Maybe you’ve seen them? Those small Japanese bowls, beautifully glazed, and perfectly shaped to handle the proper portion of an ancient strain of rice or flowery fragrant tea. Pottery, seemingly timeless in our modern world. In the darkness of the cupboard it could be easy to miss the lightning strike of gold running down the side, starting from the lip and spidering down to its base. These pieces of pottery were so well loved, that once they were dropped and broken, they were painstakingly mended using red lacquer and then dusted with gold powder to accentuate the places where the formerly perfect roundness and shine were disturbed. The process stems from practicality and a certain romantic perspective on the beauty of repair. The notion of a gilded seam, binding together the fragments damaged from a devastating fall. The pieces collected and carefully reassembled to make the dish whole again, forever changed in an instant, one unguarded moment; shattered, then remade with lustrous appointments of gold.

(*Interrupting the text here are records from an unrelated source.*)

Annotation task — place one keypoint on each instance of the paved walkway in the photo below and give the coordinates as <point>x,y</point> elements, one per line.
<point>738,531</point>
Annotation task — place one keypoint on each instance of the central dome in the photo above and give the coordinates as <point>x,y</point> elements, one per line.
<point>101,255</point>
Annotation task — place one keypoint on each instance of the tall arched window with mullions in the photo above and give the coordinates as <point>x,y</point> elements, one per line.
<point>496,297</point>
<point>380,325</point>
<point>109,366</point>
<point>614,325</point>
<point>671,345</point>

The concept has become somewhat trendy these days with people smashing their brand new bowls just for the look of it, a sort of self-scarification for ceramics. I’ve even been held captive in an audience at the mercy of a well-intentioned young lady who spoke with the fervor of a religious zealot on the matter. She swore that handing her fellow missionaries shards of coffee cups was the most clever gift ever to have been conceived. The thought of having them glue together the cheap mugs she’d bought as welcome gifts received more than a few eyerolls in the congregation. This was her icebreaker. I have a slight feeling that she may have missed the point.
It’s funny, I’ve known several people who’ve done the same thing in their own lives. Scars for scars’ sake, perhaps as a means of camouflage, covering those which truly hurt the most. So often we hide our imperfections from others, but we cannot lose sight that in this metaphor we are the valuable item (that which is cherished and loved). We are scarred and sometimes broken. We must care enough to repair the pieces and emphasize those life-shattering moments which have brought us this far, that have revealed our inner strength and our beauty. Embrace your flaws and accentuate your repairs. Make them golden and handle them with care for they tell your story, even your gray hair.